Alors c’est vrai qu’à présent je fais partie des danseurs principaux de cette compagnie. Il a fallu travailler dur pour arriver à ce stade. D’année en année j’ai gagné en maturité. Avoir eu la chance de travailler avec différents chorégraphes internationaux m’a permis d’évoluer en tant qu’artiste et chorégraphe. A 31 ans j’approche certains ballets différemment que lorsque j’avais 21 ans.

En 2011, j’ai parti du top 25 des danseurs à suivre aux USA dans le célèbre « Dance magazine». Pendant l’été 2013 j’ai figuré dans le classement des 50 Français qui brillent aux États-Unis dans le magazine « France-Amérique ».
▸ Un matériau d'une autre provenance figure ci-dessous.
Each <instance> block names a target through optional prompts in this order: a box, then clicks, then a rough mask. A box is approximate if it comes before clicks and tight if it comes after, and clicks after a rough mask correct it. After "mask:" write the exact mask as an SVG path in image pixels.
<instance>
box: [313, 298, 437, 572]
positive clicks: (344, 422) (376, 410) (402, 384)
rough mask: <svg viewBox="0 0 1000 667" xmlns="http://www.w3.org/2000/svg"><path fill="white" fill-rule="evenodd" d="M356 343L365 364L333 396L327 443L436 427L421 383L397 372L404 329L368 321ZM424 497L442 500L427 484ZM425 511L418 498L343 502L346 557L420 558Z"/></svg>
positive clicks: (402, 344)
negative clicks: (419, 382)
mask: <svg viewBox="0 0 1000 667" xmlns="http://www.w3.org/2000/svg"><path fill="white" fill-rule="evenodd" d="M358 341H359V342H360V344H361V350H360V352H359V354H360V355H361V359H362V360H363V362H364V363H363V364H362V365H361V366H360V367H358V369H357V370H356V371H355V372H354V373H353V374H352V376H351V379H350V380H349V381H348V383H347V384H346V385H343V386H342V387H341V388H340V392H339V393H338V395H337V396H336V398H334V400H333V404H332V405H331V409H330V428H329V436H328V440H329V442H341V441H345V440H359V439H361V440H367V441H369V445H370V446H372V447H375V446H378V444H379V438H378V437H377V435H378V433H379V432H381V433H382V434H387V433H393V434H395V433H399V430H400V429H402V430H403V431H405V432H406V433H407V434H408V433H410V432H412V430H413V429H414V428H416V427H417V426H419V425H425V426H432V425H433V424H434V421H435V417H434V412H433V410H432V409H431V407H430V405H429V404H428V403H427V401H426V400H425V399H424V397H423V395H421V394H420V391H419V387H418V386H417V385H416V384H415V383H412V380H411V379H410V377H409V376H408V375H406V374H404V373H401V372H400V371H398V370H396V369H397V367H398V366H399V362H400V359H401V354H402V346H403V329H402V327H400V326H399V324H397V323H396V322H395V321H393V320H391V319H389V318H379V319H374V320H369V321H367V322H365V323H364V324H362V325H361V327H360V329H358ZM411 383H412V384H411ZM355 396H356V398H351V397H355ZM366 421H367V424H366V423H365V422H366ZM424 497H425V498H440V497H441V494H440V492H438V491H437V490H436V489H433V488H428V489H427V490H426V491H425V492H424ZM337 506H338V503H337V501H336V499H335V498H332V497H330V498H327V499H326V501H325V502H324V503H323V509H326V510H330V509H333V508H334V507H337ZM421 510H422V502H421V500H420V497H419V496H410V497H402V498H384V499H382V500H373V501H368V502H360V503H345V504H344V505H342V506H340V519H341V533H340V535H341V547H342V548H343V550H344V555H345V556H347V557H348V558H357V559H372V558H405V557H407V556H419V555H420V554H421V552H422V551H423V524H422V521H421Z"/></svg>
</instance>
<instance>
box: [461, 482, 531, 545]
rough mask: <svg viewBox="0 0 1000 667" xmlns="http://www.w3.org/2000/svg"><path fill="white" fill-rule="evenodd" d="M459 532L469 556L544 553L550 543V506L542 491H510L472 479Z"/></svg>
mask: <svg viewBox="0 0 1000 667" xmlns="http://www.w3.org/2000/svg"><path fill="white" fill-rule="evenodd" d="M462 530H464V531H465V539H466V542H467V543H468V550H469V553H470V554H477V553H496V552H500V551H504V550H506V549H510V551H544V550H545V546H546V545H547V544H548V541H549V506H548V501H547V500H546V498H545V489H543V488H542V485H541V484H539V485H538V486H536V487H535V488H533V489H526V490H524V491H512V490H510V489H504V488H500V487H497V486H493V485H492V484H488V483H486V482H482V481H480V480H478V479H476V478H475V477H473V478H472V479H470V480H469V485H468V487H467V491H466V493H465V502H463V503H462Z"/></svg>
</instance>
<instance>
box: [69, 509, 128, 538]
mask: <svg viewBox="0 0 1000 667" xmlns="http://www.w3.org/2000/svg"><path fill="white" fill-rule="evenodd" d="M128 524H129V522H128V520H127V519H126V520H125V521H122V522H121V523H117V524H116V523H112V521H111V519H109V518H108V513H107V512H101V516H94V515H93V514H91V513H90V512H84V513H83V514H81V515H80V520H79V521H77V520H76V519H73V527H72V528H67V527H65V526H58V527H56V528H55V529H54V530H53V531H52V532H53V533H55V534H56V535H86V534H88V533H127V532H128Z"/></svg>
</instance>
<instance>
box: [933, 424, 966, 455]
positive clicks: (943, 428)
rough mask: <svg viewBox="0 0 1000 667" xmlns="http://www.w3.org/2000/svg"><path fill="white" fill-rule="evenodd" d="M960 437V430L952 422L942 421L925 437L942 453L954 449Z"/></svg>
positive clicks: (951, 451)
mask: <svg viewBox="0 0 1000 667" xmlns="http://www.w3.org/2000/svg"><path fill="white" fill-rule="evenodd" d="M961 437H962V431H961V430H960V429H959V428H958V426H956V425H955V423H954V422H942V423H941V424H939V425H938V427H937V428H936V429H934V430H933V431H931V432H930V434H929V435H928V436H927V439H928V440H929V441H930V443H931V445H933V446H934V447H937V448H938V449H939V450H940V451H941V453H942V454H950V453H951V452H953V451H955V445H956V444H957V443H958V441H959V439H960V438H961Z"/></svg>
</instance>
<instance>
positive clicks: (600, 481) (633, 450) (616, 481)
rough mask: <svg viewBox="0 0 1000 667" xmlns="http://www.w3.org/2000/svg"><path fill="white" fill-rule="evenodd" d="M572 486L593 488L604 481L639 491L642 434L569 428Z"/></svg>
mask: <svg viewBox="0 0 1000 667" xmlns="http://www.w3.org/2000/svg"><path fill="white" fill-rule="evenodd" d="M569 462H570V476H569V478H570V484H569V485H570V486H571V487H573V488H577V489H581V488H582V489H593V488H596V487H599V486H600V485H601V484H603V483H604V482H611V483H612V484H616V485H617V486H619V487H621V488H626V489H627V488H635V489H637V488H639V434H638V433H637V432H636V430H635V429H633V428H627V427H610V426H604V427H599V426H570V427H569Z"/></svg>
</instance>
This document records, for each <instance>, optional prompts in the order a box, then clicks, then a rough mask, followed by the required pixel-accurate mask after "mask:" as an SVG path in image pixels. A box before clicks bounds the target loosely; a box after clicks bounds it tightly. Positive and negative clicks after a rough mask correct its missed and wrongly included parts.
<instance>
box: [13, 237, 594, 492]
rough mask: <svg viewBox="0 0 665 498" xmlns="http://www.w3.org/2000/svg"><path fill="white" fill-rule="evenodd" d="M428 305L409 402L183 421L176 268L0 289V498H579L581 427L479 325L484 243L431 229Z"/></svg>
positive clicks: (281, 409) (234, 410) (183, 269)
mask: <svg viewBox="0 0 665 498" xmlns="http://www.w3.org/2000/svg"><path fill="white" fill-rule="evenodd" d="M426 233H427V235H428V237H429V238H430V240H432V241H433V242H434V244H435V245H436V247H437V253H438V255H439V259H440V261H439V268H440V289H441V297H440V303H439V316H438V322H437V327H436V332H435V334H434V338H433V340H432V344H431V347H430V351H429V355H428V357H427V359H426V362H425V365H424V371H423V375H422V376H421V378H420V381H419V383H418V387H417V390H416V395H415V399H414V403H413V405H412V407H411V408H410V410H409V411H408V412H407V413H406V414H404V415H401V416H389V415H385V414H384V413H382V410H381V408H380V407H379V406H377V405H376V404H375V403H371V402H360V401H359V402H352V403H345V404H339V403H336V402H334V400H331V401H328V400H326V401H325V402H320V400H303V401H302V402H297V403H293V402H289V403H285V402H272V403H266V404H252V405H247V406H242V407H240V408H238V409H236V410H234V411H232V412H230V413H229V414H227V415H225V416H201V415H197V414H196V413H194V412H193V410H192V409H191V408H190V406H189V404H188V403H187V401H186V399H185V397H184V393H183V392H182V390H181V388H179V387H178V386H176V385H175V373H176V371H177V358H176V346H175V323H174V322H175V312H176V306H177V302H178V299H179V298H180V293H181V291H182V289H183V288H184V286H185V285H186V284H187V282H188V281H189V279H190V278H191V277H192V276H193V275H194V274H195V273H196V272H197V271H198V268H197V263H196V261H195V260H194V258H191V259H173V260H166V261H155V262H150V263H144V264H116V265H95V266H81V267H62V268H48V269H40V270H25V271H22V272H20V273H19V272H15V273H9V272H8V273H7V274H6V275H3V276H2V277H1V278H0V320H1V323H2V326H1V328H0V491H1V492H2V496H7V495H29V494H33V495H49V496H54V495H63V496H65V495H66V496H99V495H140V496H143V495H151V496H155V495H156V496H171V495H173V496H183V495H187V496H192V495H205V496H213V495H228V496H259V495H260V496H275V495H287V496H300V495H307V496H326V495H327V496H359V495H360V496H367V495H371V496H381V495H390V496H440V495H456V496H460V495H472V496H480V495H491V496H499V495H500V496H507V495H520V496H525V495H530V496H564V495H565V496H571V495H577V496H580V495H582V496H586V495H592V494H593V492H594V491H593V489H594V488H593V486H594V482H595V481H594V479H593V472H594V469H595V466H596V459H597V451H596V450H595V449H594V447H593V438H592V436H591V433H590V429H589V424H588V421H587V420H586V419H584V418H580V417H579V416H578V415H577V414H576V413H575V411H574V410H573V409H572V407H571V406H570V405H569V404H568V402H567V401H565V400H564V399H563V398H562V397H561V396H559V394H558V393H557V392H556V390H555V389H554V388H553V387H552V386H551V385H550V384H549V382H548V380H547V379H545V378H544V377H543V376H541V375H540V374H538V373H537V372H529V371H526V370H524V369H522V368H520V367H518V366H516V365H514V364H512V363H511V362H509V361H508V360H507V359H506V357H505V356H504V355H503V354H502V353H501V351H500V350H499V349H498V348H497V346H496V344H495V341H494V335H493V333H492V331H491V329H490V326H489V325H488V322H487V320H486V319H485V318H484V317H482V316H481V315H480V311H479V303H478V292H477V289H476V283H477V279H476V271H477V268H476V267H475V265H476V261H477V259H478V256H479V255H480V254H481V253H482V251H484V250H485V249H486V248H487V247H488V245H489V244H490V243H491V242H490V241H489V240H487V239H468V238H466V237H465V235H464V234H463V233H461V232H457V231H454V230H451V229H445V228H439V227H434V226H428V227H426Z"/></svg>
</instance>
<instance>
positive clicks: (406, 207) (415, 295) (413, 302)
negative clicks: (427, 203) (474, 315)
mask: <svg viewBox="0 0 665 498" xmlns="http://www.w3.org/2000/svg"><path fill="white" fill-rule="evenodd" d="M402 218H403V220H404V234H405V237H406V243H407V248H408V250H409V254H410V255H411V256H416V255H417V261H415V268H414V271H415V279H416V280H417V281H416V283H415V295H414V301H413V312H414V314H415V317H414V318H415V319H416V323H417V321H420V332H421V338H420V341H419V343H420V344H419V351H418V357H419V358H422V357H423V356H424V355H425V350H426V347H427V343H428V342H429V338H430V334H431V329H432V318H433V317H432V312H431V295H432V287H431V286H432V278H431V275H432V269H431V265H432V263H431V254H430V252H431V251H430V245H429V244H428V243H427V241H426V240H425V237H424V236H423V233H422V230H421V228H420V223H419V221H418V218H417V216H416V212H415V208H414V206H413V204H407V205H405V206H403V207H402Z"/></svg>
En Novembre 2016, je faisais partie des artistes invités par le Royal Ballet de Londres à danser dans la pièce «Chroma » du chorégraphe Wayne McGregor.

Mais la période qui a vraiment représenté un tournant dans ma carrière a été la saison 2016-2017 lorsque je figurais sur le fameux Poster annuel d’Alvin Ailey. Un rêve devenu réalité. Venir de Guyane et me retrouver partout à NY ( Métros, Bus, Taxis) et dans plusieurs villes américaines fut une énorme récompense pour tous les sacrifices que j’ai du faire. Jamais un français n’était arrivé à une telle consécration au sein de cette compagnie américaine.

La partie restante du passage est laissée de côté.